10.
- L'Araignée de Yordchill ! Elle nous attire !
- Rétro-réacteurs à pleine puissance !
Alérian fit la grimace.
- Je crains que ce ne soit déjà le cas, marmonna-t-il, doigts crispés sur ses accoudoirs. Qu'on mette toute la gomme, de tous nos réacteurs ! Qu'on fasse tourner la barre à son max, il faut montre le cul à cette étoile d'antimatière et regagner du terrain pour lui échapper !
- C'est déjà fait…
Le jeune homme tressaillit entièrement, douloureusement secoué, l'esprit soudain en ébullition, ayant presque l'impression que chacun de ses atomes se mettait à surchauffer, à se liquéfier même.
- L'Araignée, mais surtout un Sanctuaire juste devant ! Ce phénomène galactopolaine est le piège d'un ennemi qui n'est pas de nos univers ! J'y vais !
- Mais…
- Il faut que je l'affronte, que je défasse ce qui est là devant ! Sinon…
- Sinon ?
- Sinon, nous ne nous en sortirons pas ! rugit Alérian en quittant son fauteuil de commandement.
Parvenu au pont d'envol de sa navette, le jeune homme se mit aux commandes, projetant le minuscule engin galactique vers le Sanctuaire qu'il était le seul à pouvoir percevoir.
- Contrôle automatique complet dès que je serai sorti, intima le jeune homme avant de se saisir du manche à balai.
Parvenu sur le sol de son ennemi, Alérian découvrit un étrange environnement glacé – mais sans froidure – de cristaux, immaculé, inquiétant de par son silence, et il frissonna intensément.
- Cette Araignée ne serait donc qu'un leurre, une projection d'antimatière pour effrayer tout qui naviguerait dans les environs où elle apparaîtrait… Tu es le seul responsable… Qui es-tu ?
- Et toi, inutilité d'Humain, comment peux-tu comprendre ?
- Ah, te voilà… ?
- Borendrich !
- Ca ne claque pas des masses.
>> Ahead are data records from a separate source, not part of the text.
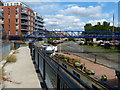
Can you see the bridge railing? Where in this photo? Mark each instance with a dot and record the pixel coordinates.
(53, 74)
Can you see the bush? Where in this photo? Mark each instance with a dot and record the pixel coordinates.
(16, 51)
(11, 58)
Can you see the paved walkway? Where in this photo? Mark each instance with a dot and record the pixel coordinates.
(21, 73)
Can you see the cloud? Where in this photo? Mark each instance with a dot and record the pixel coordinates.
(65, 0)
(63, 22)
(44, 7)
(85, 12)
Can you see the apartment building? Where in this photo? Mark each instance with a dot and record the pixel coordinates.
(4, 43)
(38, 22)
(19, 19)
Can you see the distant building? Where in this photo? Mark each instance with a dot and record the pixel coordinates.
(19, 19)
(4, 43)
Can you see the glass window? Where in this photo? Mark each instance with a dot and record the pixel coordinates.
(17, 21)
(17, 15)
(16, 32)
(17, 26)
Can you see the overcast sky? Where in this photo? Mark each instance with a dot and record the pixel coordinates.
(73, 15)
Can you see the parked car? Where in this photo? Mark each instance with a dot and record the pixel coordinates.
(82, 42)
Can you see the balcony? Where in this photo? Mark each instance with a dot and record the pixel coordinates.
(24, 29)
(54, 75)
(1, 22)
(24, 23)
(39, 19)
(24, 12)
(24, 18)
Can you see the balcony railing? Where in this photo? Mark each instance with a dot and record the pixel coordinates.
(25, 18)
(55, 75)
(24, 29)
(1, 22)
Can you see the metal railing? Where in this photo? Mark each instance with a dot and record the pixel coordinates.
(54, 74)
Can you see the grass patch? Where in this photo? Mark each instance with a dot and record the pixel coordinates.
(1, 73)
(11, 58)
(16, 51)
D'ordinaire un ennemi tout-puissant a un patronyme de ouf ! Là, tu ne fais pas peur un instant, fantôme.
- Fantôme ?
- C'est l'impression que tu me donnes : spectral, longs drapés, le visage invisible, ces ondes glacées autour de toi… Tu ressembles au Spectre, mais tu es aussi complètement différent d'elle !
- « elle » ? Le Spectre est donc comme je le subodorais une Humaine à la base ! Mais là je ne me dresse devant toi que en temps que Gardien du Sanctuaire de l'Araignée, et je ne te laisserai jamais en repartir, comme à tous ceux à qui je suis apparu pour m'emparer de leurs vaisseaux !
- Quoi ?
- Ma collection, se réjouit, Borendrich.
Alérian se rapprocha de plusieurs stands, où étaient disposées des décorations, et il réalisa alors qu'il s'agissait de bâtiments spatiaux, disposés comme dans une pièce d'exposition, bien arrangés, soignés !
- Une collection ! Borendrich ! ?
- Oui, j'aime de la compagnie, j'aime avoir un bel environnement ! Et tous ces vaisseaux, ils sont jolis, ça me fait plaisir !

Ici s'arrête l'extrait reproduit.